Etienne Boudin seul aurait suffi à terrifier et à maltraiter tous les gens du château, s’il n’avait été tenu en bride par un homme qui lui faisait un peu peur, qui semble avoir pris domicile aux Tuileries afin d’éviter de combattre contre l’armée française et qui y déploya une sérieuse énergie pour protéger les employés. C’était un Alsacien qui s’appelait Jacques West. Dans le monde de la commune, il constitue une exception intéressante, car, si je ne me trompe, il a été abusé et s’est perdu par un excès de patriotisme.
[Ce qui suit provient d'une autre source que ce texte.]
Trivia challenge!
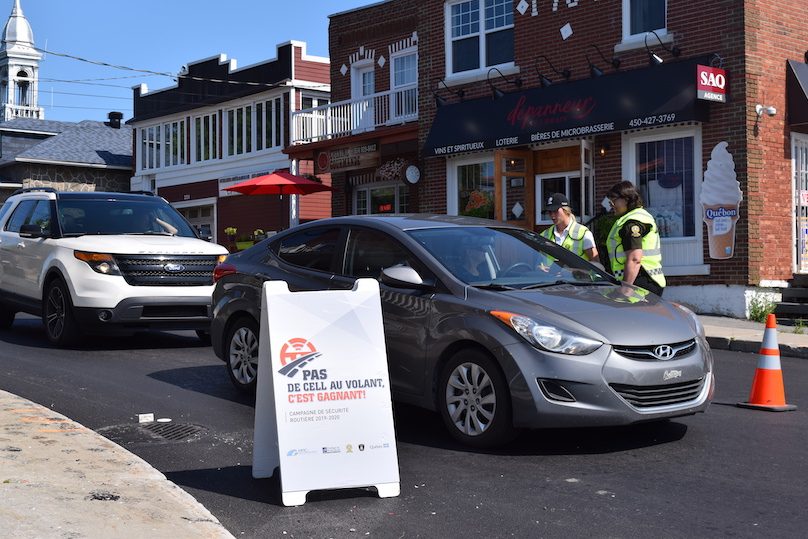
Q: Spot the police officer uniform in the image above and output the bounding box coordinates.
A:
[541,193,595,260]
[606,208,667,296]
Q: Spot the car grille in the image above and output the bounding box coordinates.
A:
[612,339,696,361]
[610,378,704,408]
[115,255,217,286]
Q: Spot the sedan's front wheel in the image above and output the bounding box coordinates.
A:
[225,316,258,393]
[439,350,514,447]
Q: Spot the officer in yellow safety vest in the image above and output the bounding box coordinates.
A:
[606,181,666,296]
[541,193,600,263]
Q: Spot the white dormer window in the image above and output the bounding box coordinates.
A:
[623,0,668,43]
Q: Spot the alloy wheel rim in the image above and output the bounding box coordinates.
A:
[45,287,65,339]
[446,363,497,436]
[230,327,258,385]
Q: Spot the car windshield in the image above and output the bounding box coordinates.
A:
[58,197,197,238]
[409,226,615,289]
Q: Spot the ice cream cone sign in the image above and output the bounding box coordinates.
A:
[699,141,743,259]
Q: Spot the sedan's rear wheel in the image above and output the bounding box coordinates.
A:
[225,316,258,393]
[439,350,514,447]
[0,304,17,329]
[42,279,79,346]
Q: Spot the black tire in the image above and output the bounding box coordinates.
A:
[42,279,81,347]
[0,304,17,329]
[196,329,210,346]
[438,349,515,447]
[224,316,259,393]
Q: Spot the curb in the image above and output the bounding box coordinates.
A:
[707,337,808,359]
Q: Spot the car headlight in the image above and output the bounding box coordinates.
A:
[73,251,121,275]
[671,302,704,337]
[491,311,603,356]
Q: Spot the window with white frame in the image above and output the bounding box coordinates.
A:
[163,120,186,167]
[390,49,418,118]
[193,112,219,161]
[227,105,253,156]
[446,156,495,219]
[623,0,667,43]
[255,96,285,150]
[140,125,162,170]
[446,0,514,75]
[354,184,409,215]
[623,126,706,275]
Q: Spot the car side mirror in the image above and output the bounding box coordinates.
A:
[20,224,50,238]
[381,266,435,290]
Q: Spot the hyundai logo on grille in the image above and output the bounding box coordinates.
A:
[163,262,185,274]
[654,344,673,360]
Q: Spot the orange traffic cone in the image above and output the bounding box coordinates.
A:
[738,314,797,412]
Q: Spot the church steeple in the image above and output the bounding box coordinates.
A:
[0,0,45,121]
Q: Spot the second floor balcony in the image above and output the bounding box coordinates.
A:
[291,84,418,144]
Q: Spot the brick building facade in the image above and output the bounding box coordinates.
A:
[287,0,808,316]
[128,41,331,244]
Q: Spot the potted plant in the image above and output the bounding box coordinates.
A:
[236,235,255,251]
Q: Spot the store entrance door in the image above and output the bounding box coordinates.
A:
[791,133,808,273]
[494,150,536,230]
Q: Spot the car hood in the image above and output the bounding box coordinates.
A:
[482,285,696,346]
[55,234,227,255]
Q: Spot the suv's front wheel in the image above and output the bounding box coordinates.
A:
[0,304,17,329]
[42,279,79,346]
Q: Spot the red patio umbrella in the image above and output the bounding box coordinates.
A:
[224,171,332,195]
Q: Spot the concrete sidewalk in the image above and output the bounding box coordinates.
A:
[0,391,233,539]
[699,315,808,359]
[0,316,808,539]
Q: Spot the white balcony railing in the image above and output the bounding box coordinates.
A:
[3,103,45,121]
[292,85,418,144]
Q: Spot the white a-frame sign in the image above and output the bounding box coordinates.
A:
[253,279,400,506]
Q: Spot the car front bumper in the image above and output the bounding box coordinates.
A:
[499,338,715,428]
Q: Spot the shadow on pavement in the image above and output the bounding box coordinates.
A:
[165,465,378,506]
[0,315,210,351]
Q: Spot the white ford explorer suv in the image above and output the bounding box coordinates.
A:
[0,188,227,346]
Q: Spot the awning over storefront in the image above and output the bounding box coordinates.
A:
[786,60,808,131]
[423,56,709,157]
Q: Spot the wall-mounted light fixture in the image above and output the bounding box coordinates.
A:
[752,104,777,136]
[534,54,572,88]
[486,67,522,99]
[432,79,466,108]
[589,43,620,73]
[643,30,682,65]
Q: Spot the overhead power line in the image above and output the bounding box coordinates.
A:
[34,47,327,88]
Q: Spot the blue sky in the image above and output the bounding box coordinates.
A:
[12,0,375,121]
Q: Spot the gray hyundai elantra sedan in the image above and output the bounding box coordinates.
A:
[211,215,715,447]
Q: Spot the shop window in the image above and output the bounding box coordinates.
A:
[354,185,409,215]
[446,0,514,75]
[623,126,709,275]
[456,161,495,219]
[390,50,418,118]
[635,137,695,238]
[623,0,667,40]
[194,112,219,161]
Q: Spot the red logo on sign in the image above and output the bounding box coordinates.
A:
[281,339,317,365]
[696,65,727,103]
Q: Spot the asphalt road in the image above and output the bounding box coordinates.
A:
[0,316,808,538]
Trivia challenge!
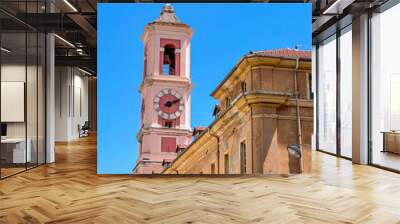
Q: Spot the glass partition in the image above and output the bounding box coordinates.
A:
[317,35,336,154]
[0,32,27,177]
[0,1,46,179]
[339,25,353,158]
[370,4,400,170]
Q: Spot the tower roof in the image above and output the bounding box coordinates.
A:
[149,3,188,27]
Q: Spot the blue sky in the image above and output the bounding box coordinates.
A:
[97,3,311,174]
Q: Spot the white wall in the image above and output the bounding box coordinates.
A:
[55,67,88,141]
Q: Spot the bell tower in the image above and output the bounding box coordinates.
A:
[133,4,192,174]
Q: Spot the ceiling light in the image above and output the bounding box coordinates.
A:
[54,34,75,48]
[78,67,93,76]
[0,47,11,53]
[322,0,355,15]
[64,0,78,12]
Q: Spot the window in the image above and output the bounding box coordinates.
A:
[225,96,231,108]
[163,64,169,75]
[339,26,353,158]
[211,163,215,174]
[317,35,337,154]
[240,141,246,174]
[164,121,172,128]
[161,137,176,152]
[224,154,229,174]
[308,73,314,100]
[370,4,400,170]
[162,45,175,75]
[240,81,247,93]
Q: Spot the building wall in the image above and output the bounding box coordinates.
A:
[164,60,313,174]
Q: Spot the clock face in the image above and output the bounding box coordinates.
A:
[153,89,183,120]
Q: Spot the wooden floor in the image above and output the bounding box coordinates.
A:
[0,138,400,224]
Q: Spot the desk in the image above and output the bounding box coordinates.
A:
[1,138,32,163]
[382,131,400,154]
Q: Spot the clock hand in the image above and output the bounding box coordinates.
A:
[171,99,180,104]
[164,99,180,107]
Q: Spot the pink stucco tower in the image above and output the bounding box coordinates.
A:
[134,4,192,174]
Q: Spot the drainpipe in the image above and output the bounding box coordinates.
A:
[207,128,220,174]
[294,58,303,173]
[243,92,254,174]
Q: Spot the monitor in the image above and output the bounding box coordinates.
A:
[1,123,7,136]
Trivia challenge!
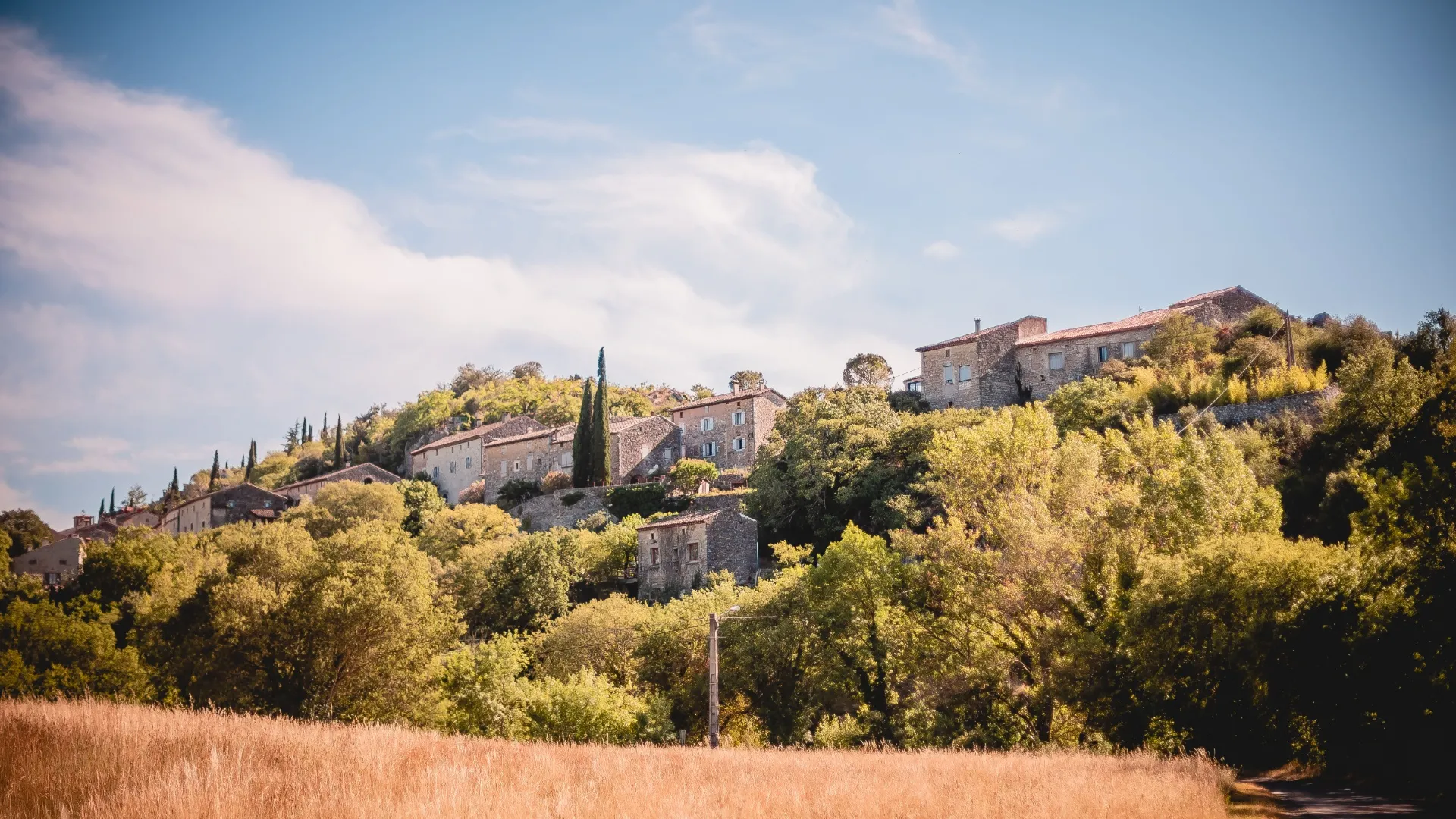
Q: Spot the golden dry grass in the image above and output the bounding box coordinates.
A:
[0,699,1228,819]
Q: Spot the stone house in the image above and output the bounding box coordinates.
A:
[671,383,788,469]
[408,416,546,503]
[274,463,400,506]
[479,416,682,498]
[916,287,1268,410]
[157,484,290,535]
[636,504,758,601]
[10,535,86,586]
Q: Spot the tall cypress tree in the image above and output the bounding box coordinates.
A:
[592,347,611,487]
[571,379,592,488]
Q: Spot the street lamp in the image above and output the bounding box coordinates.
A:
[708,606,738,748]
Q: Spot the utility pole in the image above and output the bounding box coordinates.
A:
[708,613,718,748]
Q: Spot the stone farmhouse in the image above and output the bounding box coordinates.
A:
[636,503,758,601]
[406,416,546,503]
[479,416,682,498]
[10,535,86,586]
[671,381,788,469]
[157,484,290,535]
[905,287,1269,410]
[274,463,400,506]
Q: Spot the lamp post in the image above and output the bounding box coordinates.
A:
[708,606,738,748]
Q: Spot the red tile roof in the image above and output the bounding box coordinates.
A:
[670,386,788,413]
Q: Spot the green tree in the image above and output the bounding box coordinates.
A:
[590,347,611,487]
[571,379,592,488]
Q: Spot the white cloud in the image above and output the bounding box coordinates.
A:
[0,28,896,513]
[920,239,961,261]
[990,212,1062,245]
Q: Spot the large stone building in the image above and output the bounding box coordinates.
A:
[474,416,682,500]
[274,463,399,504]
[907,287,1268,410]
[408,416,546,503]
[10,535,86,586]
[157,484,290,535]
[671,383,788,469]
[636,498,758,601]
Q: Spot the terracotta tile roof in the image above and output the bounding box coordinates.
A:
[410,416,538,455]
[274,463,400,493]
[1016,307,1184,347]
[915,316,1031,353]
[671,386,788,413]
[638,509,723,531]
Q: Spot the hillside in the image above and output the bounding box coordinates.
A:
[0,699,1225,819]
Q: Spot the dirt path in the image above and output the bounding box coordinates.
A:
[1247,777,1429,819]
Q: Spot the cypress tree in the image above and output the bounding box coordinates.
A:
[571,379,592,488]
[592,347,611,487]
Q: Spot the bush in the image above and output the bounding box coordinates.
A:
[495,478,541,509]
[607,484,692,519]
[667,457,718,486]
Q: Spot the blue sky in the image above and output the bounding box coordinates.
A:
[0,2,1456,523]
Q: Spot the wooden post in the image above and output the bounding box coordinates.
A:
[708,613,718,748]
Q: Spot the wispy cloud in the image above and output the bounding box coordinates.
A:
[990,210,1063,245]
[920,239,961,261]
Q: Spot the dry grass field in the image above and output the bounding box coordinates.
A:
[0,699,1228,819]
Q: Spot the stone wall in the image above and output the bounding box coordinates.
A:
[510,487,609,532]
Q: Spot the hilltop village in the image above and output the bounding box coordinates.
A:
[11,287,1310,599]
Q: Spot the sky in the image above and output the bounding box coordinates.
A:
[0,0,1456,528]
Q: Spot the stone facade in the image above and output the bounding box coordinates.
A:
[916,287,1268,410]
[671,388,788,469]
[510,487,610,532]
[10,535,86,586]
[408,416,546,503]
[636,504,758,601]
[157,484,290,535]
[479,416,682,500]
[274,463,400,504]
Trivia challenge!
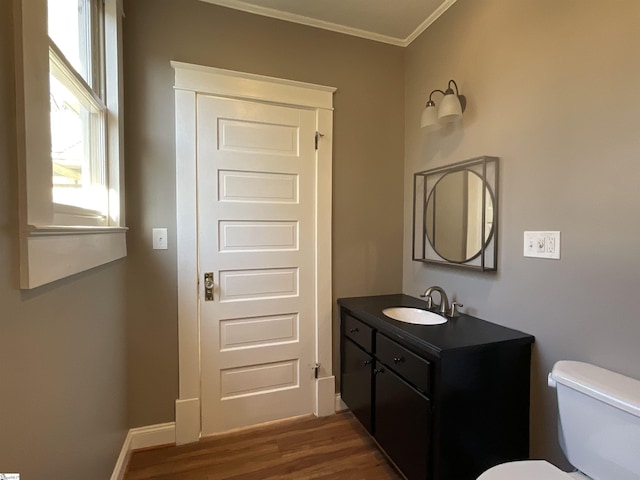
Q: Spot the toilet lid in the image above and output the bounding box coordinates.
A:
[478,460,571,480]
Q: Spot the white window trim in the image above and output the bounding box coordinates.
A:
[14,0,127,289]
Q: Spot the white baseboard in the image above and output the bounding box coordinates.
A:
[336,393,349,412]
[111,422,176,480]
[111,396,349,480]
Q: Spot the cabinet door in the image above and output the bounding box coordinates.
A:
[340,337,373,433]
[374,363,431,480]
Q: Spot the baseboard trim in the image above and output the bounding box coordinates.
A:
[111,393,349,480]
[111,422,176,480]
[336,393,349,412]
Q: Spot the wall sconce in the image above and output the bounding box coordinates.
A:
[420,80,467,129]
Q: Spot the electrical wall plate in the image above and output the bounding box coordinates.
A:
[524,231,560,260]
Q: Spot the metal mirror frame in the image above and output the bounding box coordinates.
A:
[412,156,499,272]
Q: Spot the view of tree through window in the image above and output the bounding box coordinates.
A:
[48,0,108,217]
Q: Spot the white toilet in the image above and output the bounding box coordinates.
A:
[478,361,640,480]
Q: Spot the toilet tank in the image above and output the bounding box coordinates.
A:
[549,361,640,480]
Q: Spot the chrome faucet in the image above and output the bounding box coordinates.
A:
[420,286,449,315]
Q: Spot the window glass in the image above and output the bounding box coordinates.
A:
[47,0,92,85]
[50,70,107,214]
[47,0,108,220]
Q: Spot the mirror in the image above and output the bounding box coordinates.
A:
[426,169,493,263]
[413,157,498,271]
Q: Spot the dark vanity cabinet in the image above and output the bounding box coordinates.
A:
[338,295,533,480]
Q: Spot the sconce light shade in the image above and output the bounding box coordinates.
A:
[420,80,467,130]
[420,102,438,130]
[438,92,462,123]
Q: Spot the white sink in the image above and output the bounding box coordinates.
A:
[382,307,447,325]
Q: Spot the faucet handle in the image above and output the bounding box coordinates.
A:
[449,302,464,317]
[420,292,433,310]
[426,295,433,310]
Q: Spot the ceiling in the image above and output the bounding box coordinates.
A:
[203,0,456,47]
Il avait servi dans l’armée française, qu’il avait quittée avec le grade de capitaine de zouaves, la croix de la Légion d’honneur, la médaille d’Italie et s’était établi à Strasbourg, où il dirigea une entreprise de maçonnerie. Lorsque la guerre éclata, il fut nommé lieutenant dans les francs-tireurs du Bas-Rhin, défendit Strasbourg avec ardeur, et, dès que l’armistice fut conclu, se jeta dans Paris pour y chercher des adversaires à l’ennemi qui brisait sa nationalité et lui enlevait son pays natal. Il se rallia sans hésitation à la fédération de la garde nationale, naïvement persuadé qu’elle ne mentait pas lorsqu’elle jurait de s’opposer à l’entrée des Allemands dans Paris, de reprendre la guerre à outrance et de ne signer la paix qu’à Berlin. Jacques West accepta toutes ces billevesées comme paroles d’évangile ; lui aussi il voûtait lutter encore ; il rêvait de se jeter dans les Vosges, de traverser le Rhin, d’aller ravager le grand-duché de Bade, d’enlever Rastatt, et de rentrer triomphalement à Strasbourg. Dans ce dessein, il essaya de former une légion alsacienne-lorraine, qu’il ne faut point confondre avec la légion lorraine-alsacienne commandée par Othon, et il en fut naturellement élu colonel.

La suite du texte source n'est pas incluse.